Llegó a la universidad sólo para irse a rendir. No joven, le dijo Valeria, apenas va a la mitad. Mire, le entrego la siguiente solicitud de documentación que vamos a necesitar. Es sencillo, no se preocupe, prácticamente es lo mismo que ya hizo, sólo un poquito diferente. Se fue a su casa y puso atención en los rostros de la gente, en el movimiento de sus labios al hablar, en sus miradas yendo de aquí a allá, en las sonrisas lanzadas al aire.
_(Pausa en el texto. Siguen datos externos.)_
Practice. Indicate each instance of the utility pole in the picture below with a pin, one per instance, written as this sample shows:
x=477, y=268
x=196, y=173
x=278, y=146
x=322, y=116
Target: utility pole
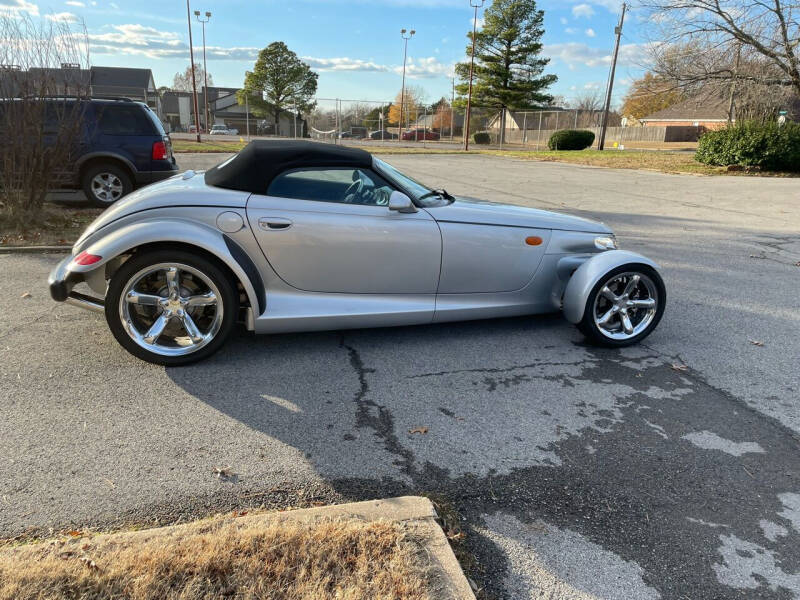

Lo único que Bruno quería era verse en los ojos de alguien, y se fue a dormir pensando en eso, en el reflejo de la luna en el mar, iluminada por la luz del sol, con un radiante resplandor que cubría todo su rostro. 

Despertó incapaz de andar sin esfuerzos sobrehumanos. Ya no volvió a salir nunca de su casa. El dolor de la costra al cuartearse en todo su cuerpo era insoportable. Las horas que pudo las pasó pegado a la ventana, viendo pasar a la gente y los carros, dejándose llevar por el cantar de las aves, por el susurro de los árboles. La noche la pasó despierto, iluminado con las estrellas enmohecidas, acompañado de un gorrión que no se desprendía de la ventana. De vez en vez daba picotazos suaves que alejaban a Bruno del sueño cuando estaba a punto de quedarse dormido. Sin embargo, cuando ya no pudo más, le nació el impulso de abrir la ventana para dejar entrar al gorrión y se fue a acostar. En medio de la oscuridad se dejó abrazar por la calma y respiró profundo. No pudo sentir al gorrión en su cuerpo acorazado, quien, curioso, se anduvo de arriba a abajo, buscando algún cobijo entre tanta dureza. Finalmente, apunto de quedarse dormido, lo último que Bruno sintió fue el aleteo del pájaro en su frente al alzarse en vuelo, como si le diera su bendición, como si le diera permiso para morir. Lo único que Bruno quería era ser árbol, y se fue a dormir pensando en eso, en sentirse seguro sobre la tierra y bañarse a la luz del sol, con una apacible sonrisa eterna. 

Hermenegilda entró al día siguiente después de tumbar la puerta a martillazos. Se metió hasta el cuarto y en el cuarto se metió a la cama. Una vez ahí, afligida en el alma, se abrazó suavemente a la costra petrificada que se extendía sobre las sábanas, desnivelada de la postura y endurecida de las facciones, de entre las cuales distinguió alguna forma de amor pretérita o la esperanza de un perdón futuro, y se aferró con todas sus fuerzas.